Push-ups from the floor with a narrow grip can be used to develop strength and work out the inside of the chest. The starting position in this case, as with the usual push-ups, but the hands should be placed in such a way that the fingers of one hand touch the fingers of the other one slightly. At performance, it is necessary to fall before touching a breast of hands, and before movement upwards to sustain a second pause.
Push-ups on stools
A more effective way to push up pectoral muscles by push-ups is as follows. It is necessary to put 2 stools about the width of the shoulders. Take the starting position, as with push-ups from the floor, just place your hands on stools, and legs on another elevation, such as a couch or chair. The palms should be slightly wider than the shoulders.
Lowering as low as possible between the stools, perform 3-4 sets of 10-12 push-ups. Breaks between approaches should be about 2-3 minutes. If the exercise is too easy, do not increase the number of repetitions, it is better to use additional weights. For this you can use, for example, a backpack with books.
Push-ups with forward inclination
The essence of the exercise is to place the legs above the level of the head. For this, take an emphasis on outstretched hands, placing them on the width of the shoulders. Put the feet on a stool, a couch or other accessible elevation. This exercise involves the upper chest, as well as triceps and deltas.
As for how to pump the breast correctly, then, performing push-ups from the floor, try to spread the elbows to the sides to provide more muscle to the muscles of the chest, rather than triceps . Thus, you can quickly pump your breasts with push-ups.
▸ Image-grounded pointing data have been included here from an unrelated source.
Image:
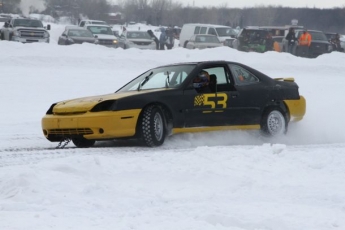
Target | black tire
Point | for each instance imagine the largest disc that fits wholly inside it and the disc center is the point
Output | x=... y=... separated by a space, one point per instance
x=152 y=126
x=81 y=142
x=274 y=122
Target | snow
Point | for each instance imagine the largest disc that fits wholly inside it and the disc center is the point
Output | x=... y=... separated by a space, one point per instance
x=232 y=180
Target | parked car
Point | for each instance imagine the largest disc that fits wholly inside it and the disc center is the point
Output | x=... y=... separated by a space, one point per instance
x=202 y=41
x=25 y=30
x=104 y=34
x=251 y=40
x=76 y=35
x=83 y=23
x=331 y=38
x=136 y=39
x=166 y=100
x=224 y=33
x=319 y=43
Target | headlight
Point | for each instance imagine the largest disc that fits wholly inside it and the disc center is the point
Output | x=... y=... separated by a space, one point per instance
x=46 y=35
x=50 y=110
x=330 y=48
x=109 y=105
x=16 y=33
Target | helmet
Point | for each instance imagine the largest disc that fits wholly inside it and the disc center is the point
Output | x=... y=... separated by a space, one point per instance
x=201 y=80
Press of dumbbells lying on the floor
Another effective way, how to pump the pectoral muscles of the house, is to press the dumbbells. In the absence of an athletic bench, you can perform it on the floor.
- Take the dumbbells and lie down on the floor.
- Bend your knees.
- Pull out your hands with dumbbells up, palms forward.
Technique of execution:
- On inhalation, slowly lower hands until the elbows touch the floor.
- Having paused, on an exhalter to lift arms or hand with dumbbells in a starting position.
- Elbows try to breed in the parties to use the pectoral muscles as much as possible.
- Lower your hands slowly, so as not to hit your elbows on the floor.
Finally, I want to note that the correct solution will be the purchase of a folding athletic bench. This will allow you to perform isolated exercises with dumbbells and help to pump the chest at home more efficiently. You can buy such a bench even in the online store.